Heybabeimwearingurpanties
this guy just used the pickup line "God must have spent a little more time on you" I recognized the nsync lyric immediately.
Hahaha. I am actually really tight for having a kid. Like really really tight.
I am growing concerned with the number of people here in cowboy hats
Restaurants Roasting People Who Gave Them Negative Yelp Reviews (25 Pics)
i love being in ibiza. their hotels are much more receptive to walking around naked in the lobby than our american ones.
I don't want to smoke with her when she's on adderall. She carved her pumpkin for four hours & didn't say a word.
And it looks like I sent you 4 failed attempts at the word "hey." Sorry about that.
Then you started screaming that this was the first time you did e and that you had a 4.8 gpa, that was right before you almost suffocated between that one girl's tits.
Drunk Tina signed up to be part of the crew team and got a text from the captain telling her there's practice tomorrow.
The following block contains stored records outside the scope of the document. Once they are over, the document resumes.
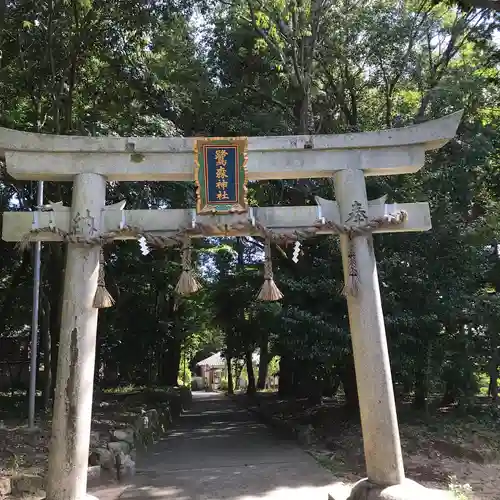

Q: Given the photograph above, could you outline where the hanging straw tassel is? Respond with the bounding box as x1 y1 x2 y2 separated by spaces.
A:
175 238 201 295
93 247 115 309
257 238 283 301
342 234 359 297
Wtf
Woman Posts Harassing DMs From Creep Online, Now He’s Upset Because People Told His Mom
Dude I am not desperate enough to pay my dealer in change. Maybe tomorrow.
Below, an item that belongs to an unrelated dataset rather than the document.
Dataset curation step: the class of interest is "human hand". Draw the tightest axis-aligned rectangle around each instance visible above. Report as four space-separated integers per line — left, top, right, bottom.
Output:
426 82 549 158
This lumberjack with a huge beard is doing his group presentation in a dirty t shirt that says "I'm only 2 girls short of a threesome"
How do you tell someone who's buying a pregnancy test to have a nice day .... Like how
I had sex with marker all over my face so I can do just about anything.
How do I cancel buying spotify premium for two homeless people?
She broke up with me after I spent the whole day speaking in nothing but Marshawn Lynch quotes.